Des robots déambulaient parmi les cuves, s’arrêtant à chacune, relevant les indications des compteurs, regardant les minuscules embryons à l’intérieur, d’une façon méticuleuse et inlassable.
— Qui opère les parturientes ? demanda Baley, je veux dire qui extrait ces petits êtres ?
— Des docteurs, répondit Klorissa.
— Le Dr Delmarre ?
— Non, bien sûr. Des docteurs en médecine. Vous ne pensez pas que le Dr Delmarre se serait jamais abaissé à… Bon, glissons.
— Pourquoi n’utilise-t-on pas des robots ?
— Des robots en chirurgie ? La Première Loi rend une telle chose particulièrement difficile, inspecteur.

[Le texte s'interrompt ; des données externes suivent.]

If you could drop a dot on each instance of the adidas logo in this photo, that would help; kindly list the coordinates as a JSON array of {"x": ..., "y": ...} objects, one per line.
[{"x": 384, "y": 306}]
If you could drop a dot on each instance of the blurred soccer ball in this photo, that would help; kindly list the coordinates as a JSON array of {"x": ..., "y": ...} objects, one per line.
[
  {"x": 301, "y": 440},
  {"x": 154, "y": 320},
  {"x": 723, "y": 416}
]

Un robot pourrait peut-être effectuer l’ablation d’un appendice pour sauver une vie humaine, s’il savait comment s’y prendre, mais je doute fort qu’après une telle expérience il serait encore bon à quelque chose sans de grosses réparations. Tailler dans de la chair humaine causerait un tel traumatisme à son cerveau positronique ! Des docteurs de chair et d’os peuvent réussir à s’y faire, à force de répétitions, et en arrivent même à supporter la présence effective obligée.
— Néanmoins, reprit Baley, je vois que ce sont des robots qui s’occupent des fœtus. Vous arrive-t-il à vous, ou avant au Dr Delmarre, de devoir intervenir ?

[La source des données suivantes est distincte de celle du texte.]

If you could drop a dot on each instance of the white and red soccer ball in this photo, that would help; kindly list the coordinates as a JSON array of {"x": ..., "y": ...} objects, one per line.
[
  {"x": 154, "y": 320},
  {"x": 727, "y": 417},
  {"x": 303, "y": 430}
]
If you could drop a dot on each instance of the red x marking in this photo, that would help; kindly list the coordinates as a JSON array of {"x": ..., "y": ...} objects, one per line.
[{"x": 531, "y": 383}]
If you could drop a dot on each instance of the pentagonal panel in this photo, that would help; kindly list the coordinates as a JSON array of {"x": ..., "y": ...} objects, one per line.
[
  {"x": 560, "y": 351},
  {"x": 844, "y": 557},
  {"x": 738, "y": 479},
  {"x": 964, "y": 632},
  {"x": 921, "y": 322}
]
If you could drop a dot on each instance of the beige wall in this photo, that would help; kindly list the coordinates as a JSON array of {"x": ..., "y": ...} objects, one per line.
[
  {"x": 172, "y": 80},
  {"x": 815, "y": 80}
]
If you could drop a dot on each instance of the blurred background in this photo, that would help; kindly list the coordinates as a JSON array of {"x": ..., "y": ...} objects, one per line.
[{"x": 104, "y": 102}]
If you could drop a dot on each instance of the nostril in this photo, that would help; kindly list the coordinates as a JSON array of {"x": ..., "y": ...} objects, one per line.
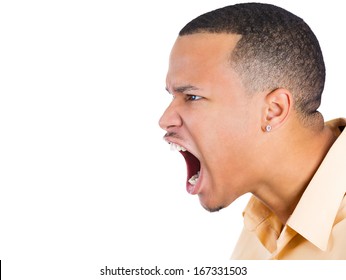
[{"x": 169, "y": 119}]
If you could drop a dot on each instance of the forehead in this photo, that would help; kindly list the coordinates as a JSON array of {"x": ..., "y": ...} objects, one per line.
[{"x": 200, "y": 53}]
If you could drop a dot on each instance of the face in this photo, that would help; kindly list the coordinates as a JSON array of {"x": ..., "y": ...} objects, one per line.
[{"x": 211, "y": 120}]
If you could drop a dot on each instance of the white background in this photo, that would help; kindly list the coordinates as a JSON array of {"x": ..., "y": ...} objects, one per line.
[{"x": 85, "y": 177}]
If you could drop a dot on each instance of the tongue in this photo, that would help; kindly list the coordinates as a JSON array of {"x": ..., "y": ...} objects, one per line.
[{"x": 193, "y": 180}]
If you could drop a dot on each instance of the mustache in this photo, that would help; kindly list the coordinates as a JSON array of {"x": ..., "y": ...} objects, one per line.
[{"x": 173, "y": 134}]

— Quelquefois, il le faut bien, quand tout va de travers : si, par exemple, un fœtus se met à avoir des troubles de croissance. On ne peut faire confiance aux robots pour agir avec bon sens quand une vie humaine est en jeu.
Baley hocha la tête :
— Oui, le risque d’une bévue est trop grand et ne peut que se solder par une vie de perdue, je pense.

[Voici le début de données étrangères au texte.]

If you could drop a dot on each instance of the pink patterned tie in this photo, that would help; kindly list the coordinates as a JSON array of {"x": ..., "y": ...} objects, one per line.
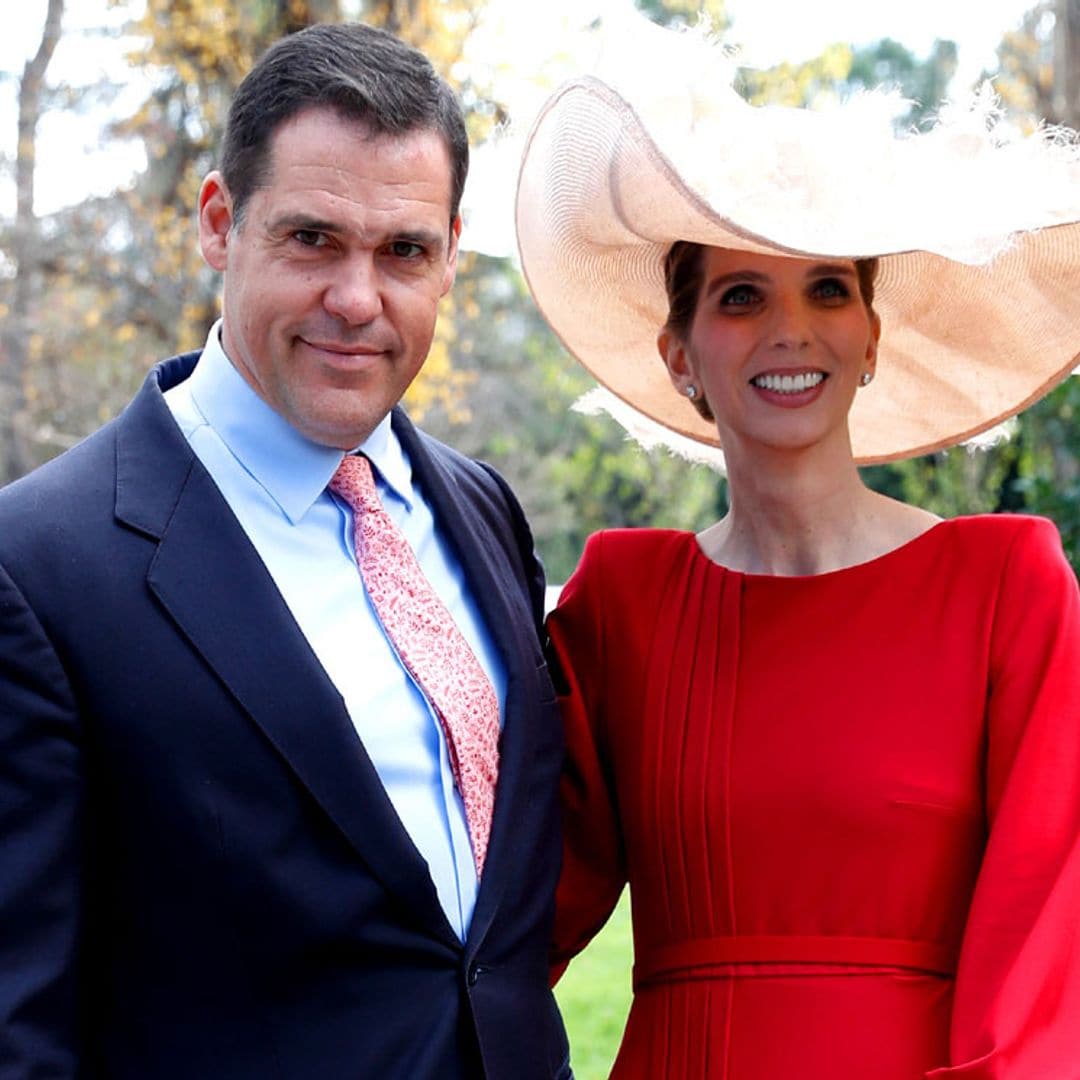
[{"x": 430, "y": 645}]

— C’est tout le contraire ! C’est le risque de les voir prendre trop à cœur la survie d’une existence au point de la sauver envers et contre tout.
La sévérité du visage de la femme s’accentua :
— En tant que fœtologues, Baley, nous devons nous préoccuper de créer des enfants sains. Je répète sains. Même l’analyse la plus poussée des chromosomes du père et de la mère ne peut assurer une combinaison spécifiquement favorable de tous les gènes, sans parler des risques de mutations imprévisibles. C’est d’ailleurs là notre préoccupation majeure : les mutations inattendues ; nous en avons abaissé le taux à un peu moins d’un sur mille, mais cela signifie toujours, grosso modo, que nous avons des ennuis certains de ce côté une fois tous les dix ans.
Elle lui fit signe de la suivre le long de la galerie supérieure.
— Je m’en vais vous montrer la crèche du premier âge et les dortoirs des enfants, dit-elle. Ils nous posent beaucoup plus de problèmes que les fœtus. Avec eux, nous ne pouvons compter sur l’aide des robots que dans une mesure très limitée.
— Pourquoi cela ?
— Vous ne le sauriez que trop, Baley, si vous aviez jamais essayé de faire entrer dans le cerveau d’un robot l’importance de la discipline. La Première Loi les rend, pour ainsi dire, totalement obtus sur ce chapitre. Et figurez-vous que les jeunes drôles s’en rendent compte à peine savent-ils parler. J’ai vu un moutard de trois ans mettre une dizaine de robots dans les transes en gueulant : « J’ai bobo, tu m’as fait bobo ! » Il faut des robots très spéciaux et perfectionnés pour se rendre compte qu’un gosse est capable de mentir délibérément.